Satake Yoshichika (佐竹義睦) was the 11th daimyō of Kubota Domain in Dewa Province, Japan (modern-day Akita Prefecture), and the 29th hereditary chieftain of the Satake clan. His courtesy titles were Ukyō-no-daifu and Jijū and his Court rank was Junior Fourth Rank, Lower Grade.

==Biography==
Satake Yoshichika was the second son of Satake Yoshihiro and became daimyō on his father's death in 1846. He was received in formal audience by Shōgun Tokugawa Iesada in 1854 and his position was confirmed. He visited his domains for the first time in 1855. During his minority the domain was run by a council of clan elders, who continued policies of fiscal retrenchment and development of new industries to raise revenues to pay for the ever increasing expenses for military assistance demanded by the shōgunate.
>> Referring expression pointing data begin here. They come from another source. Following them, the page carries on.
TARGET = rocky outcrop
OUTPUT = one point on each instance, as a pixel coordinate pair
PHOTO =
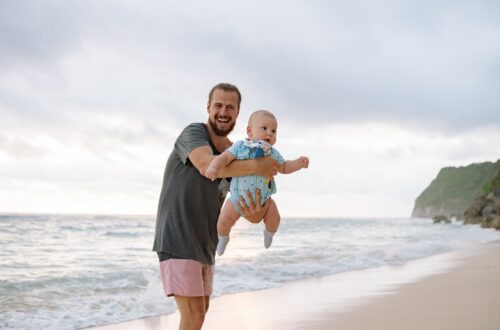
(455, 189)
(470, 194)
(485, 211)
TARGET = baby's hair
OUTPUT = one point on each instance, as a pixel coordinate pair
(260, 113)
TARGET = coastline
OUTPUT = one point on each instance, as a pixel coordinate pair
(455, 290)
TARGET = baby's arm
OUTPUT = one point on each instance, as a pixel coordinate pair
(291, 166)
(217, 164)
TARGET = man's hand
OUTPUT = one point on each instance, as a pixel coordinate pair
(211, 173)
(254, 212)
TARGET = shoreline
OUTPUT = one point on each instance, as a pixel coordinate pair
(455, 290)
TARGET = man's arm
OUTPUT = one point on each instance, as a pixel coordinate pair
(291, 166)
(217, 164)
(201, 158)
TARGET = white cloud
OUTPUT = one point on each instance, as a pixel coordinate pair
(379, 95)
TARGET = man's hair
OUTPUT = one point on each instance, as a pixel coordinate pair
(226, 88)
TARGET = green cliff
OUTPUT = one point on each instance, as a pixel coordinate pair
(455, 189)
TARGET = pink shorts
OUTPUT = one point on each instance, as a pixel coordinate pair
(186, 277)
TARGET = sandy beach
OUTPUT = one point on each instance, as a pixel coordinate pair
(457, 290)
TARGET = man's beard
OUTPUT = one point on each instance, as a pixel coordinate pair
(217, 130)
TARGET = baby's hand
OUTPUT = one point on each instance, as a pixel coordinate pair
(303, 162)
(211, 173)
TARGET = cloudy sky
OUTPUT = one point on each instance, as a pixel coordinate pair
(380, 95)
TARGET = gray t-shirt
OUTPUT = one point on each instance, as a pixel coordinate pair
(189, 206)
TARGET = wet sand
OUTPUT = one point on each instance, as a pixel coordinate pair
(457, 290)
In 1857 he wed Setsuko, the daughter of Yamauchi Toyosuke of Tosa Domain and visited Kubota for the second time. That same year, the Eastern branch of the Satake clan attempted a coup against his rule. Although the coup failed, Yoshichika fell ill and died two months later at Kubota Castle. As he had only one daughter, the domain was posthumously inherited by Satake Yoshitaka of the Iwasaki Domain.